On our 20-acre farm our focus is on the rotational grazing method, which is gaining interest now because of its cost, health and environmental benefits. (See "Pasture Perfect," Page 46.) We wanted to raise our beef like we raise our lambs, entirely on pasture and mother's milk, producing what is called baby beef. Our calves are born in the spring and weigh about 650 pounds when we butcher them in late fall. Not having to keep them over winter is a savings, although somewhat canceled out because we do have to maintain the mother cow over winter. But all our feed is homegrown.

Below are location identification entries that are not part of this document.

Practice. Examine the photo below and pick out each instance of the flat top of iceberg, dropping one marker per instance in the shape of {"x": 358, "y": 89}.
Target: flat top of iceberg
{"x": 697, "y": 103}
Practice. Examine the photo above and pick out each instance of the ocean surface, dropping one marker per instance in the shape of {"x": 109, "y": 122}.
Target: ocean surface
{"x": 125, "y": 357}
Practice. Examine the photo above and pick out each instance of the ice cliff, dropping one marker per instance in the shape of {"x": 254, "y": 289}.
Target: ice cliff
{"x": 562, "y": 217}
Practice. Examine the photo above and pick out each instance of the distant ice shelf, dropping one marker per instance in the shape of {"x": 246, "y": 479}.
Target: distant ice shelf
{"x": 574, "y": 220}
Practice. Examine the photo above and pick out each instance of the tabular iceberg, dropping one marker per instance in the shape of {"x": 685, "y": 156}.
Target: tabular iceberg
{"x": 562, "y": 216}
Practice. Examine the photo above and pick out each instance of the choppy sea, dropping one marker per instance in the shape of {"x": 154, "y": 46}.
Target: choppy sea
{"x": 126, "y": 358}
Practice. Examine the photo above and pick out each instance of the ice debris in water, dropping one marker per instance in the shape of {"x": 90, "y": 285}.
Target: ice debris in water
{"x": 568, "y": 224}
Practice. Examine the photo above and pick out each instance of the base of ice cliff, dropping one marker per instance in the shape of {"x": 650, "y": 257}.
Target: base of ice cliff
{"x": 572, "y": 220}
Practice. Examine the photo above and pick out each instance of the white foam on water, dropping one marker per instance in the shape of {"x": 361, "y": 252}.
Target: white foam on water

Our operation starts with a beef cow or beef-dairy cross. We used to breed our cows artificially, but in recent years we have just turned them in with our neighbor's bull (with the neighbor's permission, of course). In our experience calves raised on pasture, nursing their mothers and never weaned, require no antibiotics, since they never get scours or any other disease connected with early weaning stress. We never administer hormones, since we are not interested in speed-fattening the calf for profit. We try to breed our cow so the calf comes when spring pasture season is getting underway, so the cow has plenty of good forage to make ample milk for the calf.